Abstract
Chronic infection with the protozoan parasite Trypanosoma cruzi is a major cause of morbidity and mortality in Latin America. Drug treatments for the associated illness, Chagas disease, are toxic and frequently unsuccessful. In a screening effort against the drug target protein farnesyltransferase, we identified a series of disubstituted imidazoles with highly potent anti-T. cruzi activity that apparently acted through a mechanism independent of protein farnesylation. Metabolic labeling studies of T. cruzi suggested that sterol biosynthesis was inhibited. Combined GC/MS analysis confirmed depletion of cellular sterols and suggested that the site of action was sterol 14-demethylase, a cytochrome P450 enzyme. Spectral studies with recombinant T. cruzi sterol 14-demethylase demonstrated that the compounds bind directly to this enzyme. Two of the compounds were well absorbed when given orally to mice, gave sustained plasma levels, and were well tolerated. The compounds were administered orally to mice with acute T. cruzi infection and caused dramatic decrease in parasitemia and led to 100% survival. These disubstituted imidazole compounds can be prepared by a relatively short synthetic route and represent a structural class with potent anti-T. cruzi activity.

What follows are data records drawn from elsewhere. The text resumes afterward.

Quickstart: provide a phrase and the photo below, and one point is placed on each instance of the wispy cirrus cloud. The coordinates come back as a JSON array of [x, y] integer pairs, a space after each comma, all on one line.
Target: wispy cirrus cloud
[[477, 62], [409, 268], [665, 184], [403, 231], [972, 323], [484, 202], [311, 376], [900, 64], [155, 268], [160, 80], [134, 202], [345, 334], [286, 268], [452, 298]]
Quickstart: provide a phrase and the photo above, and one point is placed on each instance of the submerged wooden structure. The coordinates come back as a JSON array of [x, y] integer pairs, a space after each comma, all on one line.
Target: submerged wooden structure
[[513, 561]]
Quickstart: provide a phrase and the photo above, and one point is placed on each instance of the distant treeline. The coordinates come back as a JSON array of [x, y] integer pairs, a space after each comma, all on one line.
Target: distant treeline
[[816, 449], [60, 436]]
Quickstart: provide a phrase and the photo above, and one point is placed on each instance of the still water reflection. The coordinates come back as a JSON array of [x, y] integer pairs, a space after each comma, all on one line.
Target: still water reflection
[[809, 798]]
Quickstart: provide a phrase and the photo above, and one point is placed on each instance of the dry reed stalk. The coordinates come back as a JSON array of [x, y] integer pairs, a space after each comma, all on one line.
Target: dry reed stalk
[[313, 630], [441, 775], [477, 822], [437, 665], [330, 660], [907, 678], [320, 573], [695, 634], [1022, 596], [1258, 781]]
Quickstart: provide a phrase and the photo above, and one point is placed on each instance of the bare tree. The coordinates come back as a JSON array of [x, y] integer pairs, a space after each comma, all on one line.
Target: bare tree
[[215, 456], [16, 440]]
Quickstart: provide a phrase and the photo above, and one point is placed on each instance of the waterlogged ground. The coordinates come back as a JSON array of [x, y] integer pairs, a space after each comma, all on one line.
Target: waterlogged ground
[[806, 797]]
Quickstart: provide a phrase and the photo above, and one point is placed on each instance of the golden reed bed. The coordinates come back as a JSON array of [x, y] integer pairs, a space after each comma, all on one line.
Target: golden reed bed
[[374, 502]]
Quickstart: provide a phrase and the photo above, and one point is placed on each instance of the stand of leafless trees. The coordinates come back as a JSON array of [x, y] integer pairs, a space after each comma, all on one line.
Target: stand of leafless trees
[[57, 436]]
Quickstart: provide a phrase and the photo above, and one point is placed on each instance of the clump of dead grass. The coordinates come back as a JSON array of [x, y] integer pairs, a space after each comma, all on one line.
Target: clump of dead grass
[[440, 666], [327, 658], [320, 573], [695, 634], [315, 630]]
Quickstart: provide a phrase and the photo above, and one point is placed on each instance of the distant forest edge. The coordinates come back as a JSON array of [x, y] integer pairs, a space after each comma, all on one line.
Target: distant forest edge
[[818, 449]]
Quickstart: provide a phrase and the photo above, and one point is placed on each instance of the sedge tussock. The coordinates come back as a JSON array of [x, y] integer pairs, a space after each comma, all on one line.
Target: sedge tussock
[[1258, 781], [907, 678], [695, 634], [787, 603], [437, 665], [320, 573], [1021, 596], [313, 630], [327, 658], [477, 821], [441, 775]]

As many as 200,000 new cases of Trypanosoma cruzi infection occur in Latin America each year (1). The protozoan, T. cruzi, is transmitted primarily by insect vectors and blood transfusion. The infected human becomes a lifelong host to the parasite, with ≈30% developing overt symptoms of Chagas disease. The disease typically manifests many years after the initial infection with cardiomyopathy or megasyndromes of the gastrointestinal tract, both of which are commonly fatal. Antiparasitic therapy with the principal clinical drugs, benznidazole or nifurtimox, is usually ineffective when given to the symptomatic patients in chronic stage of Chagas disease. The best results with benznidazole have been shown in acutely infected persons and in seropositive schoolchildren, with cure rates in the latter group up to 60% (1). Unfortunately, benznidazole is very poorly tolerated by adults, which greatly limits its usefulness. More effective and better tolerated anti-T. cruzi therapies are greatly needed.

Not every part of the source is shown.